The Securities and Exchange Commission (SEC) recently proposed amendments for the definitions of both an “accelerated filer” and “large accelerated filer” under the Securities Act Rule 405, Exchange Act Rule 12b-2, and Item 10(f) of Regulation S-K.
Prior Smaller Reporting Company Definition Amendments
Last year, the SEC amended the definition of a smaller reported company (SRC) to now include companies that have less than $250 million in public float. They did not amend the definitions of either an accelerated filer or large accelerated filer at the time but promised to do so in the future.
However, the previous amendments to SRCs mandated that companies with $75 million or more of public float and qualified as SRCs were still subject to some of the applicable requirements to accelerated filers or large accelerated filers.
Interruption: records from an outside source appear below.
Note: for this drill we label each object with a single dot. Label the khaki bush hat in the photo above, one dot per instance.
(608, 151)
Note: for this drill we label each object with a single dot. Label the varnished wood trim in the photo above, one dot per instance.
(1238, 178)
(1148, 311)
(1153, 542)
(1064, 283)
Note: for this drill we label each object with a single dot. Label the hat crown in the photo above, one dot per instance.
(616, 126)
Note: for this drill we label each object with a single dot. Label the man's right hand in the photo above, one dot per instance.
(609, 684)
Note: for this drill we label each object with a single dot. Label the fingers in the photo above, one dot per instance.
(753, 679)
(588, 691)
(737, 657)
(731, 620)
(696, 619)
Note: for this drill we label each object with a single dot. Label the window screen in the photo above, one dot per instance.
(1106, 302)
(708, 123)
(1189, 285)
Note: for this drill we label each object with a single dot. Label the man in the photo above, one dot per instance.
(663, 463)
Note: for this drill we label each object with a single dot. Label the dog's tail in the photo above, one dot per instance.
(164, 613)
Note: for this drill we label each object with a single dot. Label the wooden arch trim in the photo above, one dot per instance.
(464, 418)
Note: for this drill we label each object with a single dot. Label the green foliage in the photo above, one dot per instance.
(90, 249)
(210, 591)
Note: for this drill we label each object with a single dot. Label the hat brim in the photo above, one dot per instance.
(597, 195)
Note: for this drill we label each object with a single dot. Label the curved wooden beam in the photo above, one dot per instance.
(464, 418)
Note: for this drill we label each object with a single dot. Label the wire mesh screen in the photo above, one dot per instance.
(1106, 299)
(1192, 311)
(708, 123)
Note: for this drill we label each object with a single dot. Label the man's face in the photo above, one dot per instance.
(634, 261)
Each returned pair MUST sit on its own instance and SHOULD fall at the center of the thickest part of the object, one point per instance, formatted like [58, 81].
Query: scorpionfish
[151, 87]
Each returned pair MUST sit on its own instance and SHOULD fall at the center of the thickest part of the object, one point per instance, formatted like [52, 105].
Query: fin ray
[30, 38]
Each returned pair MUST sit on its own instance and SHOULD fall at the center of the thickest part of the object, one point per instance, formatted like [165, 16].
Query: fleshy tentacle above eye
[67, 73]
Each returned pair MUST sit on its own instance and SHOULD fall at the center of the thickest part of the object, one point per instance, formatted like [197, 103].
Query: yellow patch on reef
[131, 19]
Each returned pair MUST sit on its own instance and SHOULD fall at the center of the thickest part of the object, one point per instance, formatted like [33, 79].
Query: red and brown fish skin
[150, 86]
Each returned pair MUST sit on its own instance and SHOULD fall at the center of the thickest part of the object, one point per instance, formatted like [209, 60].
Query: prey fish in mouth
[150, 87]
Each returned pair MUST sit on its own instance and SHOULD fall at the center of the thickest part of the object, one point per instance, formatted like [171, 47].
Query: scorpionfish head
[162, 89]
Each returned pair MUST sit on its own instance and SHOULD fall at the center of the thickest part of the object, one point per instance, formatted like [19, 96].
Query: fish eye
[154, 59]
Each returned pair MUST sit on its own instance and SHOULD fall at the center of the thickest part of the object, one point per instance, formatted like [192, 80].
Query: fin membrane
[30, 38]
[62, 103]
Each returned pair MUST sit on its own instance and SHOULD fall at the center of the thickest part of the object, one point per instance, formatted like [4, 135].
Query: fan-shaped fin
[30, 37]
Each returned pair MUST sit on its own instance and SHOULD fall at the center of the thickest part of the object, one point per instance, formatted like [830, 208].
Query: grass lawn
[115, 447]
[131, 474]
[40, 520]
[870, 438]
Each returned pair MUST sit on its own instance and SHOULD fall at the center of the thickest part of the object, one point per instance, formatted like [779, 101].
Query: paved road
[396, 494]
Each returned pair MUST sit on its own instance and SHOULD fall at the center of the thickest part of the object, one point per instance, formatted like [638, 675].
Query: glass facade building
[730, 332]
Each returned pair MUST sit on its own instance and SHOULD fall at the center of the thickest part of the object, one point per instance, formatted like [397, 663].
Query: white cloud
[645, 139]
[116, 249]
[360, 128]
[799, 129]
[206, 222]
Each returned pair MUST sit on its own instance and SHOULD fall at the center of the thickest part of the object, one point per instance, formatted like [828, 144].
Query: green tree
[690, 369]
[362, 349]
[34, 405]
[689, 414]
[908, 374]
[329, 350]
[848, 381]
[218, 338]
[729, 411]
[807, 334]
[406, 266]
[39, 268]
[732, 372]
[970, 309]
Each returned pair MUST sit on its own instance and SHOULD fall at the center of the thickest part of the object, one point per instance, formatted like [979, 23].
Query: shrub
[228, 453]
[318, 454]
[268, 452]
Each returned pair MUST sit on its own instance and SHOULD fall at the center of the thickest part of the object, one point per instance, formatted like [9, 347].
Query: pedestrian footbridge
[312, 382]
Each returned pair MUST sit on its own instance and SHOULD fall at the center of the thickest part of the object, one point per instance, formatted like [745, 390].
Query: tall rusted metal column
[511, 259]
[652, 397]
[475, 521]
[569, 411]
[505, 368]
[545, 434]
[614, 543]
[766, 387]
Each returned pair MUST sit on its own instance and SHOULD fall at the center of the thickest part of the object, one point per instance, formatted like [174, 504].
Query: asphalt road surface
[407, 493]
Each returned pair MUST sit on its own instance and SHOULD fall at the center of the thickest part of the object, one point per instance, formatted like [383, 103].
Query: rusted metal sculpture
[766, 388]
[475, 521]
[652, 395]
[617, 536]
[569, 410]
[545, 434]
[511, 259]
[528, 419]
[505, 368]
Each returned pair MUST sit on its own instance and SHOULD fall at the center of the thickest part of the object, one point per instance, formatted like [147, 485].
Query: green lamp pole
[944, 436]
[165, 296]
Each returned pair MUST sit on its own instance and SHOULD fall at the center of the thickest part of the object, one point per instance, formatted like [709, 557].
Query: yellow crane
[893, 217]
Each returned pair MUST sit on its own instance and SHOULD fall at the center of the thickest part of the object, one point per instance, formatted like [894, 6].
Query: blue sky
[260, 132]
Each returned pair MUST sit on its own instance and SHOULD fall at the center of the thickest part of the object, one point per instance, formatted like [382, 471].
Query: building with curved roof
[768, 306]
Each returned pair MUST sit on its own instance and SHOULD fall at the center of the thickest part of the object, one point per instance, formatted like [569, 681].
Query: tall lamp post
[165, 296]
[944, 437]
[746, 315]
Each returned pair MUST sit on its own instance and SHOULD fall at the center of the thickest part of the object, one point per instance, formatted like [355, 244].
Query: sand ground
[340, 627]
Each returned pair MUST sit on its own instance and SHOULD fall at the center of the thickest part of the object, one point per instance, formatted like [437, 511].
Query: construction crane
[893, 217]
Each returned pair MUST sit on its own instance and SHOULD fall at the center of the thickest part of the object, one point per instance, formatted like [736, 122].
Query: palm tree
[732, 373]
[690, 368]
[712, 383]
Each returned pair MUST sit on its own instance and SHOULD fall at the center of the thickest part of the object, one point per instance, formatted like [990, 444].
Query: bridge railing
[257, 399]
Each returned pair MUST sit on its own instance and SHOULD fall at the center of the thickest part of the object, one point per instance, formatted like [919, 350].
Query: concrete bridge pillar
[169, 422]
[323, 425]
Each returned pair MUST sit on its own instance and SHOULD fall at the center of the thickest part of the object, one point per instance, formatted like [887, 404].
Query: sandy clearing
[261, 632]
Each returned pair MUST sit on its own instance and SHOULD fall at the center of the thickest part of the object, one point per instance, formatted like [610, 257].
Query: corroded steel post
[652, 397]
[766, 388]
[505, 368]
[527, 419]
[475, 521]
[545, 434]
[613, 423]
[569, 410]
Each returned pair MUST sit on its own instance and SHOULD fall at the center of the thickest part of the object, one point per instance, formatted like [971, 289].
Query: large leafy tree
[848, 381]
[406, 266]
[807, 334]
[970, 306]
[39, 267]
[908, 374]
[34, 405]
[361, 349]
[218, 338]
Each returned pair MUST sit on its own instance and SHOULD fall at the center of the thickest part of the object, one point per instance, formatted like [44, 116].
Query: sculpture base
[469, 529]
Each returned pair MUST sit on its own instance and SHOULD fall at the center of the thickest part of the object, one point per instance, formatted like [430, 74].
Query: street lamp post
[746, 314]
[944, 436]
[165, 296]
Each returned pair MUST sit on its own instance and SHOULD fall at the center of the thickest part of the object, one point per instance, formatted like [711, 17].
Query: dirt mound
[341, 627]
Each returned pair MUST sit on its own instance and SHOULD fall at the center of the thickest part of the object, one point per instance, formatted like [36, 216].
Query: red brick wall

Most notably, they were subject to the accelerated timeline for filing periodic reports. The prior SRC amendments caused an overlap in the accelerated and large filer categories, in that companies with a public float of $75 million+ but less than $250 million (regardless of revenue), or one with less than $100 million in annual revenue with a public float of $250 million+ but less than $700 million, would be classified as both an SRC and accelerated filer.
The SEC recently proposed amendments to increase the public float threshold for accelerated filers to be classified and reduced down to a non-accelerated filer from $50 million to $60 million. To be classified as an exiting large accelerated filer, the threshold has been increased from $500 million to $560 million. There was also be an added revenue test for the transition thresholds. These amendments are designed for companies that have delayed completing an IPO, in the hopes that these new amendments will help smaller companies better acquire capital.
The new amendments would allow any company that is eligible to be classified as an SRC with less than $100 million in annual revenues, in the prior fiscal year, to be excluded from being classified as either an accelerated or large accelerated filer. In addition, smaller reporting companies with less than $100 million in revenue would no longer be required to provide proof of their internal control over financial reporting (ICFR) from an outside independent auditor. However, these companies are not exempt from the independent audit committee requirements, CEO and CFO certifications of financial reports, and the established and maintained effectiveness of their ICFR as mandated by the Sarbanes-Oxley Act of 2002.
The amendments would also allow accelerated and large accelerated filers to become non-accelerated filers if they are eligible to be classified as an SRC. The SEC hopes that these amendments will encourage companies to access public markets more.
The amendments will be subject to a 60-day public comment period.